ASCII Portal In the Works
Rock, Paper, Shotgun points out a video showing Portal, redone with ASCII graphics. It's still in development, but appears to be quite far along. Its creator, Cymon, says on his website, "I have Windows XP, so all binaries will by default be for Windows. But I will also be including the source code with the distribution and am doing my best to write it cross-platform compatible, so it should compile in Linux and Mac. I've had successful builds done in Linux." He also talks in detail about his design plans and ideas.
I hate to be the pedantic one to point this out, but this isn't ASCII. It might even be pushing it to call it ANSI, but it's certainly a closer classification. Looks more like CP 437 than anything else.
...anyone else remember ZZT? I do.
That is one of those coolest things i've seen in a while. I used to love programming stuff with basic graphics on the apple 2's, so this really takes me back. I'm not sure if the apple II's would have the horsepower to pull of the "spins" though ;)
"What people tend to forget is that using ASCII as game graphics, you can do a lot more in-depth gaming without having your game look like crap."
The problem is that some people consider ASCII graphics to look like crap, just by their virtue of being ASCII.
That said, it gives you the power to work on the gameplay etc, and you can later on put actual graphical tiles in, if you wanted. So long as you make the logic "portable" enough, you could even go so far as to put the game into a 3D graphics engine, and it would play the same, but (obviously) be presented in 3D.
For large sets, this will be our guide even unto death, for the LORD will work for each type of data it is applied to...
In an indirect way this also showed me that current games aren't just about graphics and innovative gameplay would had been forgotten. Portal could had been done years ago the same way its done here.
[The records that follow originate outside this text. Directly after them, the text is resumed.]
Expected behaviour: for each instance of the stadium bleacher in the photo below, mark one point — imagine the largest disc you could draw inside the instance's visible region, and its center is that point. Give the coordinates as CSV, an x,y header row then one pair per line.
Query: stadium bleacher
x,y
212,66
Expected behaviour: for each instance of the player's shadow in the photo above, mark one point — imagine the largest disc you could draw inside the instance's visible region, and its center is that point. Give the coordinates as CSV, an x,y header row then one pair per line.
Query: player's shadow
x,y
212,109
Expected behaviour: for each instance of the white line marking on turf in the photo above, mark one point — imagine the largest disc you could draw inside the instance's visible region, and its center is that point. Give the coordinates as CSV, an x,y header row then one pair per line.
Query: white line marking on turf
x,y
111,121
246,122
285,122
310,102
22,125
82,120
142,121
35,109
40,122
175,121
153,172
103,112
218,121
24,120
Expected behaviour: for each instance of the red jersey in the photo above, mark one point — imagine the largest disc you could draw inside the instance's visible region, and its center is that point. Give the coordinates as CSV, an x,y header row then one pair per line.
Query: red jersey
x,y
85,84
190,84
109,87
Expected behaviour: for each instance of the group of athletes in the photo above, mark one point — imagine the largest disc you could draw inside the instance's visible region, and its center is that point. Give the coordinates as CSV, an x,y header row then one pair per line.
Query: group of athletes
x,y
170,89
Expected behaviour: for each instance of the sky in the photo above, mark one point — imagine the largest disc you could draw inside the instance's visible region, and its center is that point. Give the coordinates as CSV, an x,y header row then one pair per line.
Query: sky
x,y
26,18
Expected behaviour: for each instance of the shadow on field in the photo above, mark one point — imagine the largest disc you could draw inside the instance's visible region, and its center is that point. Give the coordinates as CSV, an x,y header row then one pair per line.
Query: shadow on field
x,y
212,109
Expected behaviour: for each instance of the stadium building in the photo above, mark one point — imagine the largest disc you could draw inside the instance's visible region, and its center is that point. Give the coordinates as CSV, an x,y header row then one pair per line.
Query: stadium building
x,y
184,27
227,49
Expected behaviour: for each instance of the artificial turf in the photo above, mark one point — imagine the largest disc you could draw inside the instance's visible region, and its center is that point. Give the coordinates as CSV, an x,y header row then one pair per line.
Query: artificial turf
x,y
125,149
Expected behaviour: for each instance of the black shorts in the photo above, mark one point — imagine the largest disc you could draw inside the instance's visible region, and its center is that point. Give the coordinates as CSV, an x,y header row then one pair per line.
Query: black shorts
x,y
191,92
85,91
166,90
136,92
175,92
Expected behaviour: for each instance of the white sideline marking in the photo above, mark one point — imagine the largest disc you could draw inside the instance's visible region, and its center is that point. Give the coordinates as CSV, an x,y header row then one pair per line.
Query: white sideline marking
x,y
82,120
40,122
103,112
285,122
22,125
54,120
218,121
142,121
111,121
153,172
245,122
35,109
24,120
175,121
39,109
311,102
However it was new kind of game and had good and fitting graphics, so the usual thought that new games aren't innovative doesn't really cut.
I'd argue that there are still innovative games around, but most are derivate crap. In that sense nothing has changed from the good ol' days of 8- and 16-bit. What has changed, however, is that games are now more locked into specific presentation formats: everything has to be 3D, and abstract graphics have just about died out. In some ways, this limits what can be done (some gameplay mechanics depend on 2D or fake-3D presentation). We've lost some of the richness of the early game landscape because of that, I think.